We searched the Cochrane Skin Group Specialised Register (June 2005), the Cochrane Central Register of Controlled Trials (The Cochrane Library Issue 2, 2005), MEDLINE (2003 to June 2005), EMBASE (2003 to June 2005), LILACS (1982 to July 2005), CINAHL (1982 to July 2005), the ACP journal club (1991 to July 2005) and Healthstar (1975 to July 2005).
Randomised controlled trials (RCTs) that evaluated systemic antifungal therapy in people with normal immunity under the age of 18 who had tinea capitis confirmed by microscopy or growth of dermatophytes in culture or both.
DATA COLLECTION AND ANALYSIS
At least two authors independently examined each retrieved trial for eligibility and quality.
We included 21 studies (1812 participants).
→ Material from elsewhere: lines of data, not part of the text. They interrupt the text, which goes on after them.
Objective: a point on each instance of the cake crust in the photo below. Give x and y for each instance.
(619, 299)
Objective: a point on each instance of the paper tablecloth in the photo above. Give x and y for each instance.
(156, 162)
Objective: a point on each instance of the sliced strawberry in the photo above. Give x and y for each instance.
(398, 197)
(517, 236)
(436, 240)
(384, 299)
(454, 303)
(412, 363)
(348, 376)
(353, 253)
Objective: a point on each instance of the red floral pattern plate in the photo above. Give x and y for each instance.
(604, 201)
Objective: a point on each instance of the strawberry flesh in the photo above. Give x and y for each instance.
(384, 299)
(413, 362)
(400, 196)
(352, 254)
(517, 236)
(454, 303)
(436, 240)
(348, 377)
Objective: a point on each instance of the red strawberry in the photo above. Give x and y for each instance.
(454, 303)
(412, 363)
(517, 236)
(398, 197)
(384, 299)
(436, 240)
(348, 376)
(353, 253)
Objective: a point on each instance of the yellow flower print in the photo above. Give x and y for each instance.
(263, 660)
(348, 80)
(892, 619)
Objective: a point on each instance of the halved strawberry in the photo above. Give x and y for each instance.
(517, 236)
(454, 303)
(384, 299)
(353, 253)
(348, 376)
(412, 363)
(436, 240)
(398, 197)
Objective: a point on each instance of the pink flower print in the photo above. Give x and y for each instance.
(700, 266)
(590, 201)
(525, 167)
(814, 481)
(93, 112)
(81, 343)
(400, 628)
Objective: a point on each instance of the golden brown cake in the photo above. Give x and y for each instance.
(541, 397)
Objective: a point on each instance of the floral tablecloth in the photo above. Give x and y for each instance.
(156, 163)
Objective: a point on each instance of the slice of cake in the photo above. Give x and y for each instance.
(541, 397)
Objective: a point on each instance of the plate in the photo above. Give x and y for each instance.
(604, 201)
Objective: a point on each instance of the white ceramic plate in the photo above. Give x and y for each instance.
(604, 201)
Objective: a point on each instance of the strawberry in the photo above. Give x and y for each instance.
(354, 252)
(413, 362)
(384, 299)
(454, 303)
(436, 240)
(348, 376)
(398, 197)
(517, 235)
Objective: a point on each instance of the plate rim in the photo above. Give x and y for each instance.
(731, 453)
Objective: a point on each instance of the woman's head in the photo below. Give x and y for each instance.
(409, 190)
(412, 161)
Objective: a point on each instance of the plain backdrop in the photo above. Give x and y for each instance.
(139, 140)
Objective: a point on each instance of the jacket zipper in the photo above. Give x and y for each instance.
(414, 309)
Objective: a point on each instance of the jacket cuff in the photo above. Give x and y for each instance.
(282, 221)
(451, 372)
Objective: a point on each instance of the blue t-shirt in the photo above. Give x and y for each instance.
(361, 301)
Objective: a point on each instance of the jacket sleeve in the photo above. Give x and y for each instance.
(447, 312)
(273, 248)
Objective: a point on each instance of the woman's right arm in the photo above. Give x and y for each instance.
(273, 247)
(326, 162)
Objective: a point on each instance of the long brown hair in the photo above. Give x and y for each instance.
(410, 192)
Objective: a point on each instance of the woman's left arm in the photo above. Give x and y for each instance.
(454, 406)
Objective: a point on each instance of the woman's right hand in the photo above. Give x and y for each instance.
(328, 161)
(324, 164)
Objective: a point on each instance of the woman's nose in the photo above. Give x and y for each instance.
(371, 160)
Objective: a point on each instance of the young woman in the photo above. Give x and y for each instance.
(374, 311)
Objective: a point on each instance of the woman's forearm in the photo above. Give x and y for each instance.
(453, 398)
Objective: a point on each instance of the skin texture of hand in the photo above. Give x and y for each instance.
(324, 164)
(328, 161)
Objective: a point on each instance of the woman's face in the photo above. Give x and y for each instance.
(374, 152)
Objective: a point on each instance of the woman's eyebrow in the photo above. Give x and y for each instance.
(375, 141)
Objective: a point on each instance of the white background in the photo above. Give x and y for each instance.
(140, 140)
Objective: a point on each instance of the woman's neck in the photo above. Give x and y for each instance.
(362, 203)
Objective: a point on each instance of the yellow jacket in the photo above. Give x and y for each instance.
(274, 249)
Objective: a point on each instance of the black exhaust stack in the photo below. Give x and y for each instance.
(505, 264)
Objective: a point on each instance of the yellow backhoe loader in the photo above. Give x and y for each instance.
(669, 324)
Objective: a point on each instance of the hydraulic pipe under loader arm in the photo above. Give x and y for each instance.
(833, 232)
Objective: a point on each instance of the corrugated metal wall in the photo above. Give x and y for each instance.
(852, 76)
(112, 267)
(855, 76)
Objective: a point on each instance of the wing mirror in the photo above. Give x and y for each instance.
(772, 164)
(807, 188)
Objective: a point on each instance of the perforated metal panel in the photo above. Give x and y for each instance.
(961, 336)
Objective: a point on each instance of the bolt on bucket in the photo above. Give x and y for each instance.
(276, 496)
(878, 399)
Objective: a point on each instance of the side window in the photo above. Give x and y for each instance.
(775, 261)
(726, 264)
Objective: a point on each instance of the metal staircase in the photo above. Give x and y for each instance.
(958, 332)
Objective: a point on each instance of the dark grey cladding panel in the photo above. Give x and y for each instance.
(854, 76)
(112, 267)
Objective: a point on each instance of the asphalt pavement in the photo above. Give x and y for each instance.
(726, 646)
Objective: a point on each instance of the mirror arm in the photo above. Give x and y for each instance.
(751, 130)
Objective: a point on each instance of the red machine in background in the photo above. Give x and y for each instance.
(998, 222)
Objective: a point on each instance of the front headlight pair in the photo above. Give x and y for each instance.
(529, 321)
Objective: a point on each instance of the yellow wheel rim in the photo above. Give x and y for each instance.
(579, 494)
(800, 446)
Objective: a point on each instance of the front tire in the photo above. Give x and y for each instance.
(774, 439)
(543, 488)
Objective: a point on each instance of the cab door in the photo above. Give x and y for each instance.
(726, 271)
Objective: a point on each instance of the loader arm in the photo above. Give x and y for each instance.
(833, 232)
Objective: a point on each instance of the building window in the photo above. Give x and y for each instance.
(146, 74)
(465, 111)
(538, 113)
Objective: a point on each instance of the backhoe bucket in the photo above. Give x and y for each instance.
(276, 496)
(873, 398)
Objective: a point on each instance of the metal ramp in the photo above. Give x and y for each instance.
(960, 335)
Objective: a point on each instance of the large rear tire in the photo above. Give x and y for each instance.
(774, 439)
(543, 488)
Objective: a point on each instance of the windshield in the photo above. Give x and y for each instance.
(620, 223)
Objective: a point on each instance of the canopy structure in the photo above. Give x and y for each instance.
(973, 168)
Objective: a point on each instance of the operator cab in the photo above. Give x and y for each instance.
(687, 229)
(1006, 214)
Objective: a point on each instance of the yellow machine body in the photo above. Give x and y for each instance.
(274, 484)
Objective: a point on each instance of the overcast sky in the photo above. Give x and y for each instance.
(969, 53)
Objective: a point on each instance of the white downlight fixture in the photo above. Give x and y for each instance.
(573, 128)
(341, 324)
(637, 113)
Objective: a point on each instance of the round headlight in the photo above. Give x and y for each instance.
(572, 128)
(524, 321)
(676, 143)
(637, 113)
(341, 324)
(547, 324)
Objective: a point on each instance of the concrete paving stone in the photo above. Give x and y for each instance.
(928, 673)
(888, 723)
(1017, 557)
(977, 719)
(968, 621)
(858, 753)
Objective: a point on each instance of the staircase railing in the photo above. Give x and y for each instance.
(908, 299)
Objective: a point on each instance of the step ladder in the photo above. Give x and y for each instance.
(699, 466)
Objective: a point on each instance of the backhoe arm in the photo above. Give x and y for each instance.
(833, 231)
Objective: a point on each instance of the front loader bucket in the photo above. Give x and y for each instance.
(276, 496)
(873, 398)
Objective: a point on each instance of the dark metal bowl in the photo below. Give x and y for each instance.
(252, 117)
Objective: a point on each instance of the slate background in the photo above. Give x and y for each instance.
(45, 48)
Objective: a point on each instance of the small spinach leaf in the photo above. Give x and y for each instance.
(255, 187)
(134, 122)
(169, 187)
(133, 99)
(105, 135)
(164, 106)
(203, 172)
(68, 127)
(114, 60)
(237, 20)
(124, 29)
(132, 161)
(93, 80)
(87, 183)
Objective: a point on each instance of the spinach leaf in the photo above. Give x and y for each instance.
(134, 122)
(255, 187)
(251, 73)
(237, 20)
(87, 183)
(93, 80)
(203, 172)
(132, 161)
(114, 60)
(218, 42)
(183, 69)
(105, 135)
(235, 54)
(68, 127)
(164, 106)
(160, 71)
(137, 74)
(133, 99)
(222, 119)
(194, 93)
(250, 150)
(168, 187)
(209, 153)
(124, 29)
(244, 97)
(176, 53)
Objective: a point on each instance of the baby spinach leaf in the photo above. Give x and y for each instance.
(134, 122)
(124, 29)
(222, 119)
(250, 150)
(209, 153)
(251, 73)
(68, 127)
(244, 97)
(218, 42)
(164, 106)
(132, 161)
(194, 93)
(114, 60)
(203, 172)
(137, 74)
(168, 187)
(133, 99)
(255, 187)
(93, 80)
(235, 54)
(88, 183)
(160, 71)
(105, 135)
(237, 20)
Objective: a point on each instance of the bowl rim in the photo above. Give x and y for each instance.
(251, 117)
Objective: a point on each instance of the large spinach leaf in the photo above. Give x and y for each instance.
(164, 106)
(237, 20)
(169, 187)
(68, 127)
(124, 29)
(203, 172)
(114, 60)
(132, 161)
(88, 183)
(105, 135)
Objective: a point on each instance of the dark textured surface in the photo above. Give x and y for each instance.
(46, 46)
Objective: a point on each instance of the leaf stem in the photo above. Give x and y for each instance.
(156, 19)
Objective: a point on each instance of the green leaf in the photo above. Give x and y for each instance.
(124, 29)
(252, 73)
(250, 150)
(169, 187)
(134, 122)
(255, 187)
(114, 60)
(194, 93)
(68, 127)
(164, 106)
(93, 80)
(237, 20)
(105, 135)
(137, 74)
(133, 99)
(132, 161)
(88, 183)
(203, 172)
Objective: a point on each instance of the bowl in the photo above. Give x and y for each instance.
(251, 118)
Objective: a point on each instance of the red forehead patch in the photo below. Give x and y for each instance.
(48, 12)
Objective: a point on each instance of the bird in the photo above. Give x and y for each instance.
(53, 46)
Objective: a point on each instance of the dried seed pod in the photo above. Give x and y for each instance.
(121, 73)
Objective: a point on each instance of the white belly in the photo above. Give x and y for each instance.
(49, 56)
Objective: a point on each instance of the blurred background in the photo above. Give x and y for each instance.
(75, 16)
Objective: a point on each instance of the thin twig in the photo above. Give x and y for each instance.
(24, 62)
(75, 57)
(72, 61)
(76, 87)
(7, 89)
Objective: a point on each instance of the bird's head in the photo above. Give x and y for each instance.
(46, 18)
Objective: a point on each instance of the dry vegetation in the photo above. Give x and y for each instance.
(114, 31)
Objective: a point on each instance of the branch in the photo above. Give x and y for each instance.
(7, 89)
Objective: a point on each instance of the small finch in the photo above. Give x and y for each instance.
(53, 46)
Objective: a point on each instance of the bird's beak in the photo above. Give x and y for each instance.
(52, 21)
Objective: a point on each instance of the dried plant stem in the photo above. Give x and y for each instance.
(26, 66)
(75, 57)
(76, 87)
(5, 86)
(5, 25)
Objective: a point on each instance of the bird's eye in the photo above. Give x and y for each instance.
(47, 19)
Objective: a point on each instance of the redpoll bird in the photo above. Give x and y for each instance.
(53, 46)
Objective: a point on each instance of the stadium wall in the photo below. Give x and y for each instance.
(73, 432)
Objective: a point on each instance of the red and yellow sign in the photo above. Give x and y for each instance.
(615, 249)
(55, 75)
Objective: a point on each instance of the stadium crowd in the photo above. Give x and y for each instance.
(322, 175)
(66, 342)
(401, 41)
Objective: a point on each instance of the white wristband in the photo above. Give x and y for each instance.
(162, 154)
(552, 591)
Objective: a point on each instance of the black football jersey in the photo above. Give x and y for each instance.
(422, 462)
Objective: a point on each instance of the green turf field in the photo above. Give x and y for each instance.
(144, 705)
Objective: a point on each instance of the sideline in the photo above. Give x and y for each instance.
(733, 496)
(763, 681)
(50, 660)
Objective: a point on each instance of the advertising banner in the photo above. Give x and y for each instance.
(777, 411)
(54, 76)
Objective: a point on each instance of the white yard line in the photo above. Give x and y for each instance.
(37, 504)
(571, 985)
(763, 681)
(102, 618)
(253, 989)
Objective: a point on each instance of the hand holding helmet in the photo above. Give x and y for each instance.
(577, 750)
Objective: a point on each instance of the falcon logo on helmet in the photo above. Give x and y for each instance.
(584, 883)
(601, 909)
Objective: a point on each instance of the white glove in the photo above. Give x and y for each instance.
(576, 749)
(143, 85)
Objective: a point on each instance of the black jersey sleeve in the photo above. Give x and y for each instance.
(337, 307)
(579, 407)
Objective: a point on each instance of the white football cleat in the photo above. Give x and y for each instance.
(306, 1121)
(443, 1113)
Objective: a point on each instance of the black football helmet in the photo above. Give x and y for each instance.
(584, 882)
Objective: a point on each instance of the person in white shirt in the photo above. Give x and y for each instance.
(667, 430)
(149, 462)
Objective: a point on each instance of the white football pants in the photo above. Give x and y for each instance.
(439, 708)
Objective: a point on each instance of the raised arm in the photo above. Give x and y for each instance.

Infections involving Trichophyton species: Terbinafine for four weeks and griseofulvin for eight weeks showed similar efficacy in 3 studies involving 382 participants (RR 1.09; 95% CI 0.95 to 1.26). Cure rates following treatment with itraconazole and griseofulvin for 6 weeks were similar in 1 study of 35 children (RR 1.06; 95% CI 0.81 to 1.39). Another study of 100 children did not show any significant difference in cure between itraconazole for 2 weeks compared with griseofulvin for 6 weeks (RR 0.89; 95% CI 0.76 to 1.04). There was no difference between itraconazole and terbinafine for treatment periods lasting 2 to 3 weeks in 2 studies involving 160 children (RR 0.93; 95% CI 0.72 to 1.19). Two studies that included 140 children found similar cure rates between 2 to 4 weeks of fluconazole with 6 weeks of griseofulvin (RR 0.92; 95% CI 0.80 to 1.05). Microsporum infections: There was no significant difference in cure between terbinafine and griseofulvin in children with Microsporum infections in 1 small study of 29 children (RR 0.64; 95% CI 0.19 to 2.20).